As Long As We’re At It, What If…

Over here at the Walter & Elise Haas Fund we’re porting over a website from Cold Fusion (the architecture, not the hypothetical nuclear reaction) to WordPress.  Our partners in crime are the folks at Mission Minded, the branding firm that works exclusively with nonprofits.  The planning talks were going smoothly when I suddenly had an idea:

What if…

at the moment we put in the effort to rewrite our searchable grants database that lived on our old site…

we wrote it so it the data was machine-readable by leading open data initiatives, such as hGrant?

You know…

Like a WordPress plugin.  As simple as Click. Activate.  Join the ranks of real-time, open data grants data publishers.

We talked about how how a tool like this, if kept simple, could give us an incredibly low bar for participation in what has heretofore been two difficult games in our shop:

  1. Building and maintaining a searchable grants database on our website.

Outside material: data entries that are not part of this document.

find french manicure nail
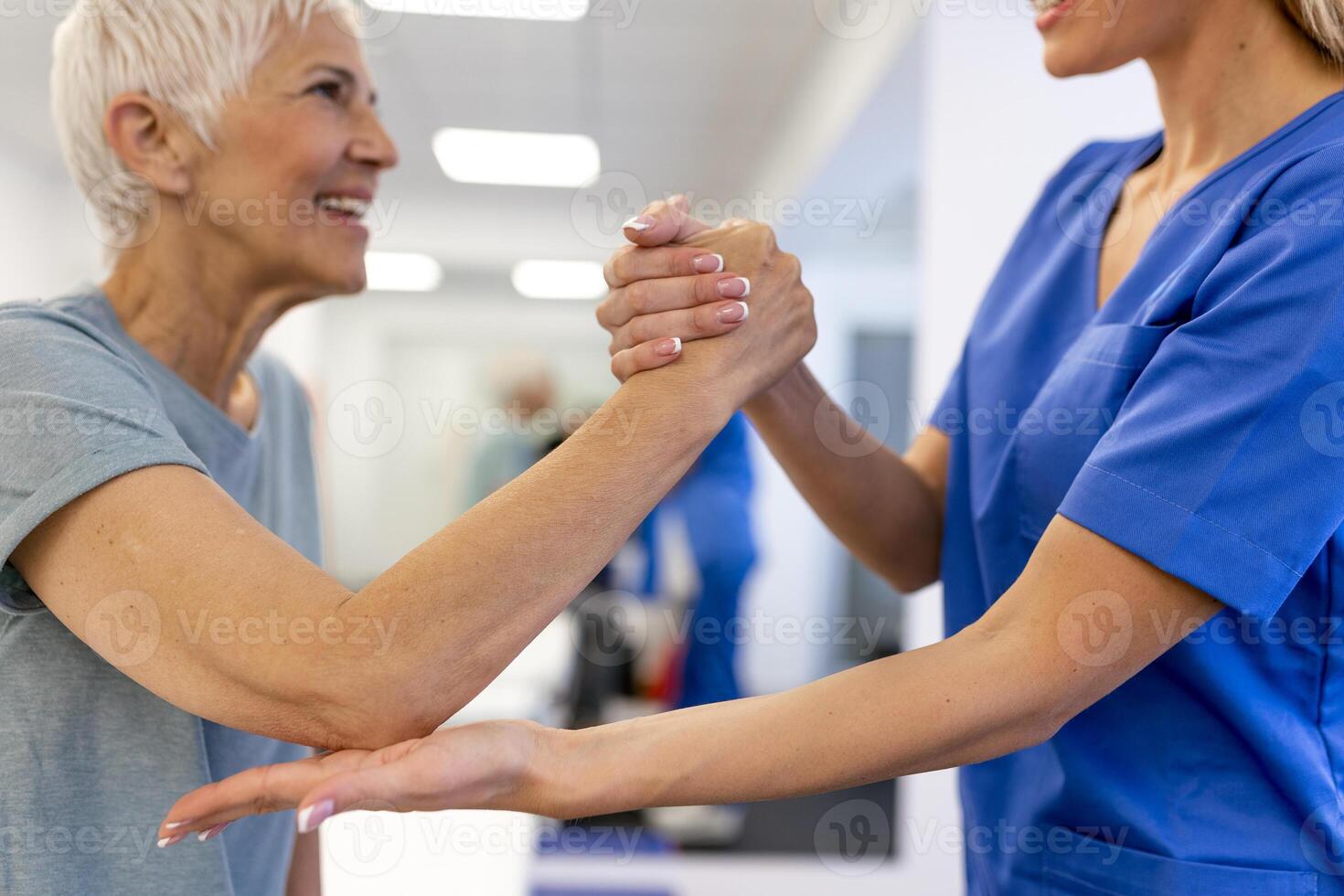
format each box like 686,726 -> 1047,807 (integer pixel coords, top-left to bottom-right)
298,799 -> 335,834
691,255 -> 723,274
719,303 -> 752,324
719,277 -> 752,298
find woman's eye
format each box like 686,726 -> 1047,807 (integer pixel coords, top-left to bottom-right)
308,80 -> 341,102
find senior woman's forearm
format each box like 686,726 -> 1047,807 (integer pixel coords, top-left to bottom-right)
746,364 -> 942,591
521,623 -> 1053,818
312,368 -> 731,747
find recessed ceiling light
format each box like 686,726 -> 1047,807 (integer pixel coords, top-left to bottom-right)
364,0 -> 590,22
434,128 -> 603,187
514,261 -> 606,300
364,252 -> 443,293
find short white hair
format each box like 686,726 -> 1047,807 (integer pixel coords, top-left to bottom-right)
51,0 -> 360,255
1281,0 -> 1344,66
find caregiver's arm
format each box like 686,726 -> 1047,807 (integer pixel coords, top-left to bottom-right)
598,200 -> 949,591
12,352 -> 741,748
529,516 -> 1221,818
152,516 -> 1221,836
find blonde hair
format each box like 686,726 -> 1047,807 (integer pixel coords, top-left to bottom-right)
51,0 -> 358,257
1279,0 -> 1344,66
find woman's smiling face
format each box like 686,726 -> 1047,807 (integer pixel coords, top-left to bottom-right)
183,15 -> 397,295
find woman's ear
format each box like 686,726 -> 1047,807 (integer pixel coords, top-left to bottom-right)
103,94 -> 191,197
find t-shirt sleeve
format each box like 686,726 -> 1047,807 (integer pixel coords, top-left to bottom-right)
0,305 -> 206,613
1059,153 -> 1344,615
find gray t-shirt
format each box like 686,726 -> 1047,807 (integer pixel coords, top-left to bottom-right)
0,289 -> 321,896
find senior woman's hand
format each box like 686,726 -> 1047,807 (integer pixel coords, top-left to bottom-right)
158,721 -> 551,847
598,197 -> 816,395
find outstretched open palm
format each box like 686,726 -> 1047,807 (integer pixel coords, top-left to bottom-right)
158,721 -> 541,847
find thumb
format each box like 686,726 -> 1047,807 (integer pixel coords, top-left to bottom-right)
624,195 -> 709,247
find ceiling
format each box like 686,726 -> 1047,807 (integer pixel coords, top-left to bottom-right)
0,0 -> 912,276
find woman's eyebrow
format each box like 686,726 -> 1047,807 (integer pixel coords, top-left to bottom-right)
299,62 -> 378,106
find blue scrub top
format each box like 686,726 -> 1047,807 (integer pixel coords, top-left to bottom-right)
930,94 -> 1344,896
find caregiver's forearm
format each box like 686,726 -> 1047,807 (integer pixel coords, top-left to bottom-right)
524,617 -> 1059,818
325,368 -> 730,745
746,364 -> 942,591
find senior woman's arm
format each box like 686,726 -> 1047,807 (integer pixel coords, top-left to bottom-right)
152,516 -> 1223,836
12,359 -> 743,748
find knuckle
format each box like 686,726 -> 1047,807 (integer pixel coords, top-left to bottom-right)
624,317 -> 650,348
625,281 -> 650,315
609,247 -> 635,286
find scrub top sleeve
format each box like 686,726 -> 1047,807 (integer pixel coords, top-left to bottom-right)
1059,153 -> 1344,615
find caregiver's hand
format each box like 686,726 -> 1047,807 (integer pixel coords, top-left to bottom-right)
598,197 -> 816,398
158,721 -> 549,847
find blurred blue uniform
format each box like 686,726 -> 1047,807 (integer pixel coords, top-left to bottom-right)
661,414 -> 757,707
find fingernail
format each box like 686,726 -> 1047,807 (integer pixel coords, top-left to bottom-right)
298,799 -> 335,834
718,303 -> 752,324
719,277 -> 752,298
691,255 -> 723,274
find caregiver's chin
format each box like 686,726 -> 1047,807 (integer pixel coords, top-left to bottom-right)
105,14 -> 397,416
1033,0 -> 1339,89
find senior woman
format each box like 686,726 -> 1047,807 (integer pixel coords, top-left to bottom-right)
155,0 -> 1344,896
0,0 -> 810,896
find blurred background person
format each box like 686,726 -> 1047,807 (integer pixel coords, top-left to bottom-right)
466,352 -> 567,505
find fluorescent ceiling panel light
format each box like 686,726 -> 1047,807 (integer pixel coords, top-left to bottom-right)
364,252 -> 443,293
434,128 -> 603,187
514,261 -> 606,298
364,0 -> 590,22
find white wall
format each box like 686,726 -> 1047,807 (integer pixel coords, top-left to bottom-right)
0,151 -> 100,301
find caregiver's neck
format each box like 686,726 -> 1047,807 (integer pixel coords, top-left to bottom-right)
1145,0 -> 1344,181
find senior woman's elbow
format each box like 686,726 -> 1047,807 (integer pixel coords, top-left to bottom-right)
303,692 -> 448,750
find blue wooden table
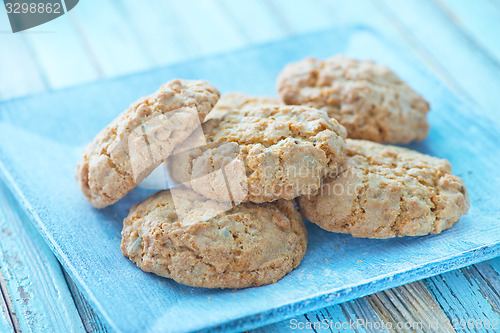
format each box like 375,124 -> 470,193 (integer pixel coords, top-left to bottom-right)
0,0 -> 500,332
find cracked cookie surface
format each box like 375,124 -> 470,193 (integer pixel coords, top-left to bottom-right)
206,92 -> 281,120
168,96 -> 346,203
121,189 -> 307,288
298,139 -> 469,238
75,79 -> 219,208
277,55 -> 429,143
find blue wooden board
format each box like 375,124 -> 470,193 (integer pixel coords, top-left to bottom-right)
0,27 -> 500,332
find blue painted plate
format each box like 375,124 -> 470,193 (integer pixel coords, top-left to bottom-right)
0,27 -> 500,332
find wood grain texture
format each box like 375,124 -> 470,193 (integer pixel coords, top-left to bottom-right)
0,278 -> 14,333
382,0 -> 500,123
63,270 -> 107,333
367,281 -> 455,332
0,0 -> 500,332
424,266 -> 500,332
0,182 -> 83,332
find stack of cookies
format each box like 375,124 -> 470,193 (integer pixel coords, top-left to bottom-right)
76,56 -> 469,288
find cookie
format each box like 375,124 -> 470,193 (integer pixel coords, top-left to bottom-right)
298,139 -> 469,238
167,103 -> 346,203
277,56 -> 429,143
75,79 -> 219,208
206,93 -> 281,120
121,189 -> 307,288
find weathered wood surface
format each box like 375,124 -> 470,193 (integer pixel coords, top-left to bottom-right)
0,0 -> 500,332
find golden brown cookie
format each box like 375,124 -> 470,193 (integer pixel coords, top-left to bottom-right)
298,139 -> 469,238
75,79 -> 219,208
168,99 -> 346,203
206,93 -> 281,120
277,55 -> 429,143
121,189 -> 307,288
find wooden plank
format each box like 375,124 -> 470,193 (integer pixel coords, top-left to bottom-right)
433,0 -> 500,65
424,268 -> 500,332
165,0 -> 246,57
0,13 -> 47,100
16,12 -> 101,89
63,270 -> 107,333
70,0 -> 153,77
0,183 -> 84,332
380,0 -> 500,122
252,298 -> 387,333
219,0 -> 289,43
367,281 -> 455,332
0,282 -> 15,333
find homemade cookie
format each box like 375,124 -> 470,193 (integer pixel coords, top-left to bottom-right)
75,79 -> 219,208
121,189 -> 307,288
277,55 -> 429,143
298,139 -> 469,238
167,103 -> 346,203
206,93 -> 281,120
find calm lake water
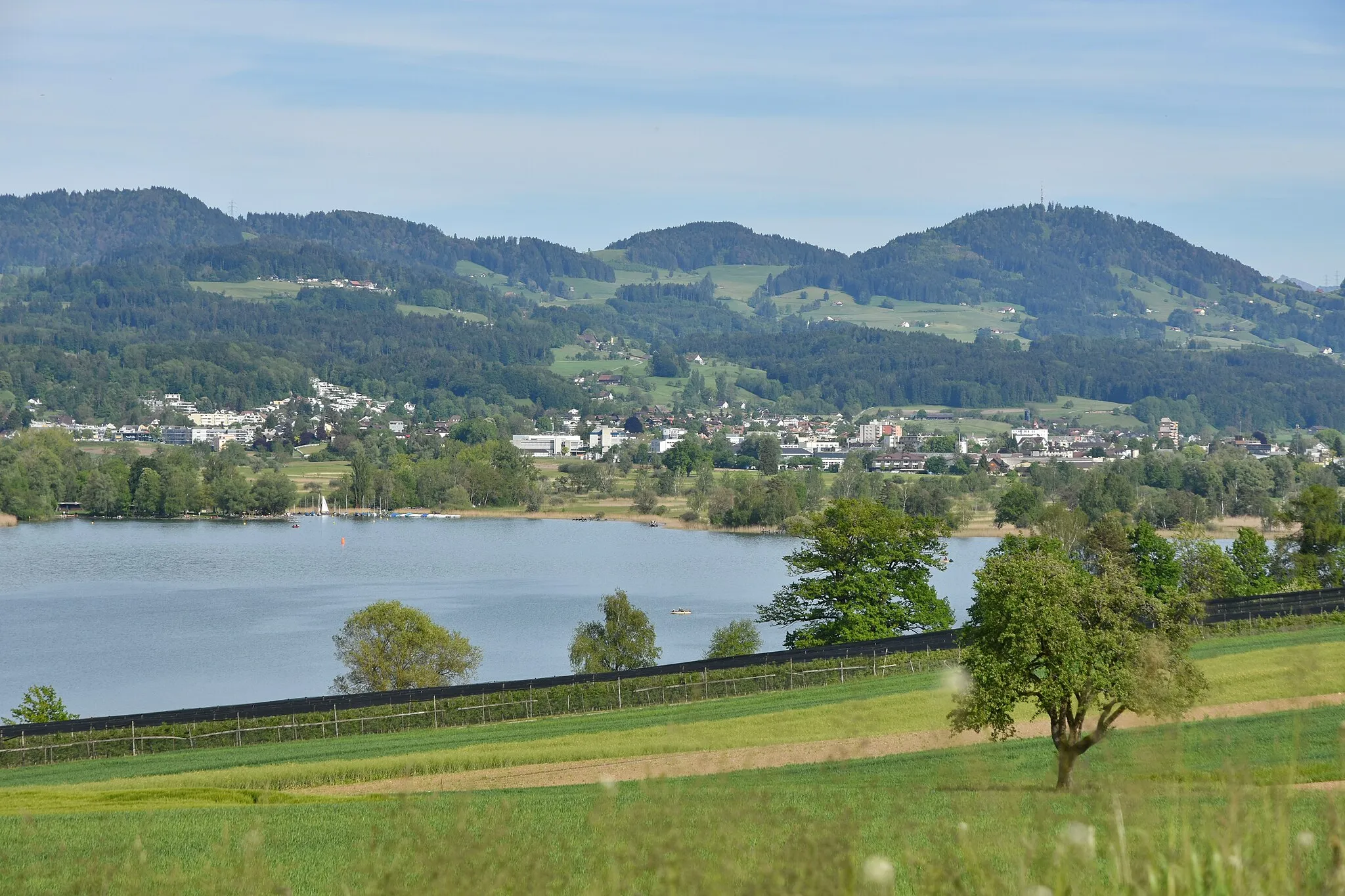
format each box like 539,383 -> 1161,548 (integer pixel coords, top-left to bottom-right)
0,519 -> 996,716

Depending on the web architecture, the source of data (might that be an intractable grants management system?) and the staffing, we spent a lot of time and money developing a web app that grantseekers and media could browse and learn from, and we spend a lot of time and money making sure that app continues to work as web technology, and the way we talk about our grants, changes. Keeping just two years of past grantmaking data out at haassr.org involves a lot of effort.
  2. Making our grants data to larger initiatives that aggregate giving data to chart philanthropic impact.
    Even when we have searchable grants on the web, we know it’s not being presented in a way that can be easily used by others, for example, the Foundation Center’s Reporting Commitment.  Our taxonomies are different, our HTML syntax is different, we’re focusing on different data types… it’s discouraging enough that we haven’t joined that initiative, despite its potential.

Might work. A lot of devil in the details ahead.